Friday, November 13, 2015

Badger


Num 4:5  And when the camp setteth forward, Aaron shall come, and his sons, and they shall take down the covering vail, and cover the ark of testimony with it:
Num 4:6  And shall put thereon the covering of badgers' skins, and shall spread over it a cloth wholly of blue, and shall put in the staves thereof.

When I think of Badgers skins I see a scrappy animal with sharp claws, kind of a strange covering, so I looked up Badgers skins and found the following in Easton's Bible dictionary.
 

Our translators seem to have been misled by the similarity in sound of the Hebrew tachash_ and the Latin _taxus , "a badger." The revisers have correctly substituted "seal skins." The Arabs of the Sinaitic peninsula apply the name tucash to the seals and dugongs which are common in the Red Sea, and the skins of which are largely used as leather and for sandals.
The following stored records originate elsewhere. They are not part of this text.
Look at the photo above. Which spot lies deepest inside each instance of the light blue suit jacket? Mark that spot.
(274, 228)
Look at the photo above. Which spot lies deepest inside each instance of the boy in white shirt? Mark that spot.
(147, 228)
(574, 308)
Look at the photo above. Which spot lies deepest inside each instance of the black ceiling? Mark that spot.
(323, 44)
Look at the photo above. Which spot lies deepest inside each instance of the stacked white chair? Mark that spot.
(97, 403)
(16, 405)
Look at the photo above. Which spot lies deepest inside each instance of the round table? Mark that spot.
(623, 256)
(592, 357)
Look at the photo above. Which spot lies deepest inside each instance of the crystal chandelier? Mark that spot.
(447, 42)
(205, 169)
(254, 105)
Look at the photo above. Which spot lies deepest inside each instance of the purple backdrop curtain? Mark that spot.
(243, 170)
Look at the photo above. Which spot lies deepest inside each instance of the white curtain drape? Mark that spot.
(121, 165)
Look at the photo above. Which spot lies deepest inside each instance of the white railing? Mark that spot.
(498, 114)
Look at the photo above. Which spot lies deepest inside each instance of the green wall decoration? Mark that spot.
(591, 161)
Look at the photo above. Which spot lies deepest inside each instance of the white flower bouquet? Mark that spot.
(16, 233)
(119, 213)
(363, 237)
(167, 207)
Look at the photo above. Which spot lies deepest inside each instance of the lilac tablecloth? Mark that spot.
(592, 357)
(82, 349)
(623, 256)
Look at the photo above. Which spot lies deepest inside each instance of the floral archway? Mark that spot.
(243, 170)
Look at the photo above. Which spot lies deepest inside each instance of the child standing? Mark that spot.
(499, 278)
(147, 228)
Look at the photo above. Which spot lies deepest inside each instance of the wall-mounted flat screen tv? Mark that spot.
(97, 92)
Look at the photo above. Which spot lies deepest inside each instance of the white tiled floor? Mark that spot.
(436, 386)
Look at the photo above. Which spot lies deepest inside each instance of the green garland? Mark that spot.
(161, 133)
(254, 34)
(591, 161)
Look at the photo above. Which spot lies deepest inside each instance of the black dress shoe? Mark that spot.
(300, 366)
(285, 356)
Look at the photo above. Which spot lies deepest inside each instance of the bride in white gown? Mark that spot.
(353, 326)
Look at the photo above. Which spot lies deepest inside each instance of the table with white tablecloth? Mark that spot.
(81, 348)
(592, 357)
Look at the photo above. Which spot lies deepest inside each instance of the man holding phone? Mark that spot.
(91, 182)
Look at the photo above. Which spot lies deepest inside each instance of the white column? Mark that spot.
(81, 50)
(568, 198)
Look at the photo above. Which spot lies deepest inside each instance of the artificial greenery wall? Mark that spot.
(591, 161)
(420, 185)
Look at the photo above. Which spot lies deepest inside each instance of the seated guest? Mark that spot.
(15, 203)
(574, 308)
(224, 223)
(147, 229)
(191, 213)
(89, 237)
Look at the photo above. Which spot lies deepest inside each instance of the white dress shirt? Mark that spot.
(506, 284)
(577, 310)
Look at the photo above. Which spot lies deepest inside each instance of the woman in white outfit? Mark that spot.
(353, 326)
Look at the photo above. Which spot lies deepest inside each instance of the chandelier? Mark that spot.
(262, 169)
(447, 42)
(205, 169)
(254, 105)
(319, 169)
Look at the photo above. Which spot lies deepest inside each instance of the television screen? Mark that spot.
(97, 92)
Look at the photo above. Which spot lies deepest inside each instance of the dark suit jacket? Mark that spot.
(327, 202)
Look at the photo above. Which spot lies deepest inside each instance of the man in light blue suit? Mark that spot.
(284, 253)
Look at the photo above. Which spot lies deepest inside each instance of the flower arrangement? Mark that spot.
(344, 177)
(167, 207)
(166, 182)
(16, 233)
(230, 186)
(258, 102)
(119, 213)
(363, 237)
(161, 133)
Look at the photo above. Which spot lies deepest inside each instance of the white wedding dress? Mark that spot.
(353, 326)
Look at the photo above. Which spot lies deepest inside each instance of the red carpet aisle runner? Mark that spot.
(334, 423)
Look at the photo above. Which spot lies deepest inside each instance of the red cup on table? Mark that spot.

Though the badger is common in Palestine, and might occur in the wilderness, its small hide would have been useless as a tent covering. The dugong, very plentiful in the shallow waters on the shores of the Red Sea, is a marine animal from 12 to 30 feet long, something between a whale and a seal, never leaving the water, but very easily caught. It grazes on seaweed, and is known by naturalists as Halicore tabernaculi.


There is always something to learn when reading the Bible.